“Death is not the greatest loss in life. The greatest loss is what dies inside of us while we live.”
—Norman Cousins
There is a space between our sleep and our dreams where the fertile grounds of imagination takes hold, and where our Heartspace is unconsciously nurtured, despite all we may do to neuter it during the day. This is where our Heartspace is unconsciously nurtured, despite all the ways it may be neutered during the day. All the things we do that may thwart our true selves, including lies, cheating and stealing, hurts and aches, abuses and all of these pains we suffer, these things get washed away in our dreams.
We should not mourn what dies inside us while we live, either. Heartspace is the interior cache where each of us can reclaim everything that is truly ours. Joys, innocence, memories, experiences… each of these is meant for us to have the experience we do with it. If we remember, maintain, sustain, and contain life in all its myriad ways, then that is exactly how we are supposed to experience it. If we loosen and lose, disappear, distract, contract, or retract, that is okay, too. The important thing to know is that our life, the one we live every single day, belongs to us whether or not claim it, own it, or name it. The engine of personal engagement gives us self-ownership over everything we experience, and allows us to access it whenever we want.

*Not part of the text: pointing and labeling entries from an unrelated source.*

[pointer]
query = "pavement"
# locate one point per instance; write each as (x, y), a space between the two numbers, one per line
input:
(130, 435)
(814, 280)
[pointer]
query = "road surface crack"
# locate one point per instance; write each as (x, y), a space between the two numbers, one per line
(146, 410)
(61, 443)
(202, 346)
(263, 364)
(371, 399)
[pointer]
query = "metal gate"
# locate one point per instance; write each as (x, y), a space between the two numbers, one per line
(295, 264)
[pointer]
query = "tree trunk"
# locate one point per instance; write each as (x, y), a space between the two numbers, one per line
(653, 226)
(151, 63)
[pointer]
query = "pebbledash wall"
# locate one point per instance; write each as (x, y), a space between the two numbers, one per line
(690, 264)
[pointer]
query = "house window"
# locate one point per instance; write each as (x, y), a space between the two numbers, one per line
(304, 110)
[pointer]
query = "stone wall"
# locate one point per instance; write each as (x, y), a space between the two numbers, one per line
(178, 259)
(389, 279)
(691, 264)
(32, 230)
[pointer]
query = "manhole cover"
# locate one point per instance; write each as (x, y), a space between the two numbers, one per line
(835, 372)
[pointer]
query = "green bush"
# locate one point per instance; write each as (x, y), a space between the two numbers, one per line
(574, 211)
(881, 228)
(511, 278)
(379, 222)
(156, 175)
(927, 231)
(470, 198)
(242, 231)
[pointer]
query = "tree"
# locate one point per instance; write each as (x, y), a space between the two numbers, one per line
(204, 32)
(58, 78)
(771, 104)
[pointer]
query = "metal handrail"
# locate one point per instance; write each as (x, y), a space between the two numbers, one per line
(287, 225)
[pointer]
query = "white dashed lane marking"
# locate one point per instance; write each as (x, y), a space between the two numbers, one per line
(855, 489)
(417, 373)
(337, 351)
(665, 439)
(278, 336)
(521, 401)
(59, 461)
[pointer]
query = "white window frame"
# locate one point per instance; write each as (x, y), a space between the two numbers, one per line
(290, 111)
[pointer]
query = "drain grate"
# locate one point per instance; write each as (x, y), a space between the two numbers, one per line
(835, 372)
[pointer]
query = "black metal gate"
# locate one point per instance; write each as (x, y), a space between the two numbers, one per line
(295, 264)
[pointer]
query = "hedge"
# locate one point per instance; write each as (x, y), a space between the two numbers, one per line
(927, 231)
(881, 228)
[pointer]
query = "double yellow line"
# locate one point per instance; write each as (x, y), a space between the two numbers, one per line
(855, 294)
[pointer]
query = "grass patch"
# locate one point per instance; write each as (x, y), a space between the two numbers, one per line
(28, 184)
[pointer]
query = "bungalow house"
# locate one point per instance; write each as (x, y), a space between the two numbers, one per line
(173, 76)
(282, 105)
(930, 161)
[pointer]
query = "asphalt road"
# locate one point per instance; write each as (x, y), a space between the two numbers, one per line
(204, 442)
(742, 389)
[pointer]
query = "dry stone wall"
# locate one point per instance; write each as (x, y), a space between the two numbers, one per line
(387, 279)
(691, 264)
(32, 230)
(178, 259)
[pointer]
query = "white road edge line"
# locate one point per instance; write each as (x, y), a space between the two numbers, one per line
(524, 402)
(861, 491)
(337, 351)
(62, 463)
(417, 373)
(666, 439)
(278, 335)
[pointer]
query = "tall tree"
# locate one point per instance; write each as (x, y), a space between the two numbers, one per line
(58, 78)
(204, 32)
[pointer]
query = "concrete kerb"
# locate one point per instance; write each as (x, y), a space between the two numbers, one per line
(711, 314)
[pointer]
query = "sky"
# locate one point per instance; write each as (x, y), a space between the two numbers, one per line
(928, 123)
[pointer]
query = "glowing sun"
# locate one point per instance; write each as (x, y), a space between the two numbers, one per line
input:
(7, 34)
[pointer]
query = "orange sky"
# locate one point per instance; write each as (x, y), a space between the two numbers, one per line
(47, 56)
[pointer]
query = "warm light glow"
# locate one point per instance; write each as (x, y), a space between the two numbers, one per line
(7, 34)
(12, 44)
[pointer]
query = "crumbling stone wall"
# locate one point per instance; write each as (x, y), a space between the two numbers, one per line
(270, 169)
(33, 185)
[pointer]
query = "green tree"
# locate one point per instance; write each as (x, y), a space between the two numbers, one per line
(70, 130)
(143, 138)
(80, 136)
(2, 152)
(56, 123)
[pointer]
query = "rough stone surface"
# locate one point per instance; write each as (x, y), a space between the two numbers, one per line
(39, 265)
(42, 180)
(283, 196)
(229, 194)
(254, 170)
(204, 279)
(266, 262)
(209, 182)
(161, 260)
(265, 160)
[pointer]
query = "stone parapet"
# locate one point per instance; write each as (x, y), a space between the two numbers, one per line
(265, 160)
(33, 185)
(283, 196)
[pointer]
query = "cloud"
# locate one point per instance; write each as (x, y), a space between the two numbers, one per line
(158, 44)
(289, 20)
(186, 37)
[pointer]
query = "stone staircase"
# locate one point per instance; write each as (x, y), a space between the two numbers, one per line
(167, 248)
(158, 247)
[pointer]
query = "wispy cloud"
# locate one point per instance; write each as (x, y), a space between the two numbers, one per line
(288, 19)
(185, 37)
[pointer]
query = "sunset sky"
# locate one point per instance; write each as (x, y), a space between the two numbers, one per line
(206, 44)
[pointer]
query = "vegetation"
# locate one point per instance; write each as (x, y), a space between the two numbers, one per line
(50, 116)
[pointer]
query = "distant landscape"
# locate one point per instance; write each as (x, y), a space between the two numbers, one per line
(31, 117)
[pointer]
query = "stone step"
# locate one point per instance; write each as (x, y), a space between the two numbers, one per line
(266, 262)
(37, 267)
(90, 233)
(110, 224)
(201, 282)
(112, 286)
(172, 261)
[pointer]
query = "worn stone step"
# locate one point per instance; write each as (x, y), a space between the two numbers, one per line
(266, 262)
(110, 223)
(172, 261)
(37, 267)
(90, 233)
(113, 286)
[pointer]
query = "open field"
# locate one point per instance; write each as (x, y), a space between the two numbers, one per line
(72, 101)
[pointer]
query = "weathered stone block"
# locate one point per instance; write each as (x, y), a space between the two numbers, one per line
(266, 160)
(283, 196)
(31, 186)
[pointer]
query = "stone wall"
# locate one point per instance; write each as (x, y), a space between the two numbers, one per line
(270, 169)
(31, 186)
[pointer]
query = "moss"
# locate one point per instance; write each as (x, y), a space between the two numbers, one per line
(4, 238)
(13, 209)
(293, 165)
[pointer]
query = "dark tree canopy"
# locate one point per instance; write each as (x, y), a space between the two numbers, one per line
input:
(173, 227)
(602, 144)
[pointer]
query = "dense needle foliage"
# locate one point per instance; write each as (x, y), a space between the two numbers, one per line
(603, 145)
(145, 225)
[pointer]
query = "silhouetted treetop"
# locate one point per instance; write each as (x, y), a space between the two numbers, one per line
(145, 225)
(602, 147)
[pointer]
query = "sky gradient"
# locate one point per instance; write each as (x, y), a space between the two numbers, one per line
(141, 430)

What dies inside us while we live is a tender thing because we face it every day. We may watch our children and see child selves playing through them. We can see the schools and playgrounds brimming with excited action and we want to be there. We can look at young lovers, watch grown parents, see the squinting eyes of the elderly, and all the while imagine, dream, remember, yearn, or desire what they are experiencing. Rarely do we simply see what is happening around us without judging it in some way. This is what led a journalist like Counsins to his conclusion about things dying inside of us. It is true that feelings, emotions, states of being, people, places, memories, knowledge, ideas, all of these things do transition and move beyond us. But it is not true to believe these experiences are either the “greatest loss” or that they are actually dead.
Unlike butterflies, the things that go on inside us have no ending in their life cycles. As human beings, there is an infinity we access through our Heartspace. Unconsciously or consciously, our minds, hearts, actions, and souls act out this infinite access through our personal engagements and our social engagements. This is the definition of universal engagement.
Universal engagement is the sustained connection we all share within or outside ourselves with the rest of everything. Universal engagements are tangible: The laws of gravity and cause and effect are two tangible examples of sustained connections we share with the rest of everything. They are intangible, too, and that is what I mention our dreams.
The fertile grounds of our sleep are occupied by a deep interaction between our Heartspace and our hands, exposing to our minds the infrequency of death and the absolute necessity of universal engagement. Go there tonight, sleep, and may your dreams be realized. It was once declared, “In dreams begin responsibility.” Our Heartspace demands that we take change, be who we are, and go forth into the day, alive. No loss.